I am not asked these questions for one simple reason: because in posing the questions in this way I would have to address the phenomenon historically rather than ideologically, to assert another narrative than that governed by the dominant news agenda. For that is what dominant news agendas do: they privilege certain questions over others. That is why they are agendas of power.

But as journalists we have to ask those other questions. This is because the Palestine-Israel conflict is not simply a struggle over land. It is a struggle over narratives: what for Israeli Jews in 1948 was a war of independence was for the Palestinians al-Nakba--the great catastrophe of their nation. What for Palestinians is the legal right of any refugee to return to their homes is for Israeli Jews the mortal threat of the extinction of a Jewish state.

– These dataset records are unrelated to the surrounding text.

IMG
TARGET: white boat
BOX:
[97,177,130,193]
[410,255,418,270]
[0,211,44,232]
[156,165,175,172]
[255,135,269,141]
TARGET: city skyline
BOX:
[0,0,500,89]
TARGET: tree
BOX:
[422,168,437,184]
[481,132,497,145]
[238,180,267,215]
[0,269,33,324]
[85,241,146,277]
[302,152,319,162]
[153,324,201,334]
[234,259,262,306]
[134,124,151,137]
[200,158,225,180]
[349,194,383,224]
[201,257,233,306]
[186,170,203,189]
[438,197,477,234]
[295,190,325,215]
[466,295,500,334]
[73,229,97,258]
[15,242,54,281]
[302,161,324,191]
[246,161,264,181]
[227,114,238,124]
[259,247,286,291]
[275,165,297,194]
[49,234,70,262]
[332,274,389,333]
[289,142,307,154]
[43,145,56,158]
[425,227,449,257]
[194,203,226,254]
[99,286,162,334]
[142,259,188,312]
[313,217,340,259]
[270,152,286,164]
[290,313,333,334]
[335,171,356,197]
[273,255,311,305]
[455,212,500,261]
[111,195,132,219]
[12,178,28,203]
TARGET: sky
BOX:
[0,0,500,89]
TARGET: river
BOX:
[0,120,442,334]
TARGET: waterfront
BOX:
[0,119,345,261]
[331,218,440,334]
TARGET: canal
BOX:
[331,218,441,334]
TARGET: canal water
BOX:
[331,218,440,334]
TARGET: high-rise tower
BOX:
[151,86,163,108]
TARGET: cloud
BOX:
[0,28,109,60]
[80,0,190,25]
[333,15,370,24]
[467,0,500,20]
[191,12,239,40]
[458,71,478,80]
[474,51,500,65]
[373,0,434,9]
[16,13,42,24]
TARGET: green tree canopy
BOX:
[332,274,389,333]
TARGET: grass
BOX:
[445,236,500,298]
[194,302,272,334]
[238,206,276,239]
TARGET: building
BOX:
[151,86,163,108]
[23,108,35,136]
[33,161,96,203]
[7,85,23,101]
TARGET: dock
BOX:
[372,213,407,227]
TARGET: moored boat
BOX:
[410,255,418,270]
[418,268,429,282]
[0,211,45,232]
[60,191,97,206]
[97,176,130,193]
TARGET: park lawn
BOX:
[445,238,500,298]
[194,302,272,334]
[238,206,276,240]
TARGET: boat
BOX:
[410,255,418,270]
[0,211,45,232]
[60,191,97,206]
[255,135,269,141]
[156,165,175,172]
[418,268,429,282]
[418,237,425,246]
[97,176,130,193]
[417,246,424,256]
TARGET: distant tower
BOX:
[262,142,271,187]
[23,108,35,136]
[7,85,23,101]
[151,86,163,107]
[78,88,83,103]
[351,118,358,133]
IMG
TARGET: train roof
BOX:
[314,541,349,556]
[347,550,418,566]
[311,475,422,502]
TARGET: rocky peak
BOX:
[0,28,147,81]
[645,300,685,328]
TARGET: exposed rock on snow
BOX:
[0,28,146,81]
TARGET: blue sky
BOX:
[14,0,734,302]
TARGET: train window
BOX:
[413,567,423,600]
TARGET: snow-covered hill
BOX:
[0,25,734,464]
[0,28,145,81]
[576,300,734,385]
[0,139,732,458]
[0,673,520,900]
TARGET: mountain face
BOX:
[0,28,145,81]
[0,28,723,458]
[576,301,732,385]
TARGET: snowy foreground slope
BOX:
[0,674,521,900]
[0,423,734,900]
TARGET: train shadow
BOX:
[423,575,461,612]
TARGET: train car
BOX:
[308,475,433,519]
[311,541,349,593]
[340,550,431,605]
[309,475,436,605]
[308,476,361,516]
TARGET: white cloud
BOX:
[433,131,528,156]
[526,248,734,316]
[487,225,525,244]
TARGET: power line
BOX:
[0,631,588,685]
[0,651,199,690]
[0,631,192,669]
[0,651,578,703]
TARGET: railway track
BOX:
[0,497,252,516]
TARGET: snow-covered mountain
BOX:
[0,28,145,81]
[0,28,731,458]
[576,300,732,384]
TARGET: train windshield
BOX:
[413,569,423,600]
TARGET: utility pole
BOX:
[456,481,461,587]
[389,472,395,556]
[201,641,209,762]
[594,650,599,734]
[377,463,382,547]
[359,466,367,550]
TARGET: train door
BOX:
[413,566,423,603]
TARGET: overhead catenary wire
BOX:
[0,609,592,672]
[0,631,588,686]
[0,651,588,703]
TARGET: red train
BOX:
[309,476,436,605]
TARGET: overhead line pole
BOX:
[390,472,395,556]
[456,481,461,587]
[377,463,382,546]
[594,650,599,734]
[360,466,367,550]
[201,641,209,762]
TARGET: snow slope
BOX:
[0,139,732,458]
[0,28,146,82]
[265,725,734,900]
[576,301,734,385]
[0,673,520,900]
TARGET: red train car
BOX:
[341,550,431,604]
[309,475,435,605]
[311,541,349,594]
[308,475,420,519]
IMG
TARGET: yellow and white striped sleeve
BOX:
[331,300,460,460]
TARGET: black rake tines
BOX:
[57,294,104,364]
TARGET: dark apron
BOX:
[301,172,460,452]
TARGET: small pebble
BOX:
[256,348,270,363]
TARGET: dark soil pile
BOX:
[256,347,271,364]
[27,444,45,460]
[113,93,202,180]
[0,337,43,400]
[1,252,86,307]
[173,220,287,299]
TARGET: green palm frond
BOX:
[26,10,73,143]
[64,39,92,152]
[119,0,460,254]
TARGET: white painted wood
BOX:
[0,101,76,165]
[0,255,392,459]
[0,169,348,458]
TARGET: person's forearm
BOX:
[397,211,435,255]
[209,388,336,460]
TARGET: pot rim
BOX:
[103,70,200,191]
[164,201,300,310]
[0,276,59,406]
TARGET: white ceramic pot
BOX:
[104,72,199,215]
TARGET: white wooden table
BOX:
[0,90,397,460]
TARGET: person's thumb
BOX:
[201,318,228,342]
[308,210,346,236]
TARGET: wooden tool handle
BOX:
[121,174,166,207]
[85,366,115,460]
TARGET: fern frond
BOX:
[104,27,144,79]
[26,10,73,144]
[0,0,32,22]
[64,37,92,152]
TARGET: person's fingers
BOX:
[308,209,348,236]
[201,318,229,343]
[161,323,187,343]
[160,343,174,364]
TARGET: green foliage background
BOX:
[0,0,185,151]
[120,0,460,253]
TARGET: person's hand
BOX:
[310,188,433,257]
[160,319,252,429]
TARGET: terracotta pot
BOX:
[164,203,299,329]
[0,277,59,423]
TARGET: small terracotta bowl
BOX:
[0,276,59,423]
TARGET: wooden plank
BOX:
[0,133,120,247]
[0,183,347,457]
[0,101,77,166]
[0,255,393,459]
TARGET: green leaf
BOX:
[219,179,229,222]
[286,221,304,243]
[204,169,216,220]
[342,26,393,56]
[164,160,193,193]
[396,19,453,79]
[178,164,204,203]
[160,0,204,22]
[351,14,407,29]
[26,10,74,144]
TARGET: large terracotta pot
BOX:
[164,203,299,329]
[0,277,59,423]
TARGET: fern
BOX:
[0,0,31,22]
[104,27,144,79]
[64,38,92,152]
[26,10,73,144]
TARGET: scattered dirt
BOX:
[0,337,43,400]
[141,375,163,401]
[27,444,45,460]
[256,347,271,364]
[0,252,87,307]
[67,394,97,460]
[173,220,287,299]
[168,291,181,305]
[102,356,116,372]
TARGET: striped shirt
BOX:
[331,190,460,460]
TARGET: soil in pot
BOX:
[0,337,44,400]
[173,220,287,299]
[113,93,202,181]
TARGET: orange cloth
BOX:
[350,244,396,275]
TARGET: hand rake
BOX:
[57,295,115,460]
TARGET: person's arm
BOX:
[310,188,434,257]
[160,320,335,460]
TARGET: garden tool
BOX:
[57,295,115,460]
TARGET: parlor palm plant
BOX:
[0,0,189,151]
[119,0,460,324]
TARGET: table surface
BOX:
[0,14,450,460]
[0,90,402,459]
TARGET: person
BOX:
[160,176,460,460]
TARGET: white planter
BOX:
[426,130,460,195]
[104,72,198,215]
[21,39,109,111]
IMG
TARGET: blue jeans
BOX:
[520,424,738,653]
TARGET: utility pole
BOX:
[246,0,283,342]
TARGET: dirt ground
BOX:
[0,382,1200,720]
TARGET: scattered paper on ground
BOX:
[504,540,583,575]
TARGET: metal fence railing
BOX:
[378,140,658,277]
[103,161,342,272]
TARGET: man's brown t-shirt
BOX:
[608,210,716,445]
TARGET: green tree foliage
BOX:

Both narratives are "true" in the sense that both are deeply held by the two peoples to the conflict. And both must be aired if we are to give validity to our reporting, if the conflict is to make sense to our readers, if, in the end, we are to do justice to both peoples. The imbalance is that we currently do more justice to that people that has the power to assert its narrative, its questions, and its agenda over the other.- Published 30/6/2005 (c) bitterlemons-international.org


Graham Usher is a journalist and author in Israel and the occupied territories.